The Sokol movement (, falcon) is an all-age gymnastics organization first founded in Prague in the Czech region of Austria-Hungary in 1862 by Miroslav Tyrš and Jindřich Fügner. It was based upon the principle of "a strong mind in a sound body". The Sokol, through lectures, discussions, and group outings provided what Tyrš viewed as physical, moral, and intellectual training for the nation. This training extended to men of all ages and classes, and eventually to women.

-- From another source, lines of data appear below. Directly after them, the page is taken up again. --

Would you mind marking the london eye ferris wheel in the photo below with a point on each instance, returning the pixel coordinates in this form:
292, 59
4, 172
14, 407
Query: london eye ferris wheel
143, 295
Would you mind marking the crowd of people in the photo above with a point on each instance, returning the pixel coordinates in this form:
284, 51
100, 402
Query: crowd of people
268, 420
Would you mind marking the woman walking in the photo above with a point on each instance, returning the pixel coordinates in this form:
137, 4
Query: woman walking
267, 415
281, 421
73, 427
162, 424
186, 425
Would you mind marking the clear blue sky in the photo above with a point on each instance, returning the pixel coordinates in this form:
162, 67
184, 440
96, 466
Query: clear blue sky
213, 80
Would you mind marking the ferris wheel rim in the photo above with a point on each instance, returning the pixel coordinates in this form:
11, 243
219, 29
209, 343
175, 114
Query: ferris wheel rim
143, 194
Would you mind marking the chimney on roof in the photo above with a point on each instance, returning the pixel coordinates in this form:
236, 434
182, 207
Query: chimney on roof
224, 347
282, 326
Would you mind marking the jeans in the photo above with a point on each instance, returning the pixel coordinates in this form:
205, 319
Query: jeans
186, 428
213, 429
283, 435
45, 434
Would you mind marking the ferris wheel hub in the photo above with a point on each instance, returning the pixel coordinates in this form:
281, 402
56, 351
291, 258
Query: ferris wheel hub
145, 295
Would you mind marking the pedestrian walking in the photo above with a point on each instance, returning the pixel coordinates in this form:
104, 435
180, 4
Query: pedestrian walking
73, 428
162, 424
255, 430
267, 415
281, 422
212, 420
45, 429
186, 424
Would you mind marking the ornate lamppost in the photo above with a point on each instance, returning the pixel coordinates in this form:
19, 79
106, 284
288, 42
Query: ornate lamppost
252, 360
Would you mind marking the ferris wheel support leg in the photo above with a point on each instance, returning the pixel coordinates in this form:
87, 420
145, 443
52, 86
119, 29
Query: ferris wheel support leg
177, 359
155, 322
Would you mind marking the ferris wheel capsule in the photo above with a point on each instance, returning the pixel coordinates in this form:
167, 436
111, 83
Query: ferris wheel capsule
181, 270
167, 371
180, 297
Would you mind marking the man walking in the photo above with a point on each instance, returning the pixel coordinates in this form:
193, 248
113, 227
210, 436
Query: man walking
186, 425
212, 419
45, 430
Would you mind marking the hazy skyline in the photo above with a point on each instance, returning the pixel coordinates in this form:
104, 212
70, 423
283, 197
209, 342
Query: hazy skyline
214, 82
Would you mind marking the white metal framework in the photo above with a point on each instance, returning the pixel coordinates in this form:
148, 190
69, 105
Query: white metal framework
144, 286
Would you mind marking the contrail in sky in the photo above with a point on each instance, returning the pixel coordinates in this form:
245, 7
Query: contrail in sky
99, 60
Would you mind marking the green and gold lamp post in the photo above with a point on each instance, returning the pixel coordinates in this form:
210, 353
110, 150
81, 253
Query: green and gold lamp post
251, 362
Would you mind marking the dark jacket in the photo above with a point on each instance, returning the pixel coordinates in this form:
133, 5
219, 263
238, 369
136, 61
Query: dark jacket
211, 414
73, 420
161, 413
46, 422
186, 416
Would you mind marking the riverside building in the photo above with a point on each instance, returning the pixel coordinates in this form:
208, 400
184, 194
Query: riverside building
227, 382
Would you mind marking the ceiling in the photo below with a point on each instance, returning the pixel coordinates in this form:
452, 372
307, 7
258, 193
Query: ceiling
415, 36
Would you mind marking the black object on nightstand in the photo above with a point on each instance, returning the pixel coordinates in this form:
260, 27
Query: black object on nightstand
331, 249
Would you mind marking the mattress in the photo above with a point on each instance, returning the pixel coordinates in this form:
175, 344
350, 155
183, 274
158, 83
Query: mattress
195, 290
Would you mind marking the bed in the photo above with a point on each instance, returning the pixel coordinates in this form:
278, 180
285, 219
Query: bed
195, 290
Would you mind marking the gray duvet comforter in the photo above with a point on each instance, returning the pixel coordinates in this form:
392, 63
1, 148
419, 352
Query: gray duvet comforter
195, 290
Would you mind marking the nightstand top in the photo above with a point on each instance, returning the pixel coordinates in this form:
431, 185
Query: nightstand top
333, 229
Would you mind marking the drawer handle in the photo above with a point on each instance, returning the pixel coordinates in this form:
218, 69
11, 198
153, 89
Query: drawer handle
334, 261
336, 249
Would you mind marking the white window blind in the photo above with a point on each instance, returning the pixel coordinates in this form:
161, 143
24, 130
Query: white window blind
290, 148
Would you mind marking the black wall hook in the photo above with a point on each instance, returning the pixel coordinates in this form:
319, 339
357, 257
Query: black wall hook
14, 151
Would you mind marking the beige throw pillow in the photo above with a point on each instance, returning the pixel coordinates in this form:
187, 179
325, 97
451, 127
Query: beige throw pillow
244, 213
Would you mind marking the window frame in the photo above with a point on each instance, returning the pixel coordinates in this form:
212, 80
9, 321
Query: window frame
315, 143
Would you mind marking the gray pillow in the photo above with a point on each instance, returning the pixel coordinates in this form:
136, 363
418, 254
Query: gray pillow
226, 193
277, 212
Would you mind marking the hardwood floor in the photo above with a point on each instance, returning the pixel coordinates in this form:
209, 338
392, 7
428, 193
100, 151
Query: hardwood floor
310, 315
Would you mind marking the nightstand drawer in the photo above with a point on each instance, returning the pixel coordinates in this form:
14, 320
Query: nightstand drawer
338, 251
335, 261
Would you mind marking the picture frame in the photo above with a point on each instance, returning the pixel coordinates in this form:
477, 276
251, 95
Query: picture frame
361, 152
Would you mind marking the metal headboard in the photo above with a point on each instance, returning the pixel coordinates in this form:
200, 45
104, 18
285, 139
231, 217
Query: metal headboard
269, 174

The movement also spread across all the regions populated by Slavic cultures, most of them part of either Austria-Hungary or the Russian Empire: present-day Slovakia, the Slovene Lands, Croatia, Serbia (SK Soko), Bulgaria, Poland (Sokół), Ukraine, Belarus. In many of these nations, the organization also served as an early precursor to the Scouting movements. Though officially an institution "above politics", the Sokol played an important part in the development of Czech nationalism and patriotism, which found expression in articles published in the Sokol journal, lectures held in the Sokol libraries, and theatrical performances at the gymnastic mass festivals called slets.

Early history

The idea for physical training centers was not a new one. The Sokol movement consciously traced its roots in physical education to the athletes and warriors of Ancient Greece. More directly, the nature of the Sokol was influenced by the German Turnverein, mass-based, nationalist-minded gymnastics societies founded by Friedrich Ludwig Jahn in 1811.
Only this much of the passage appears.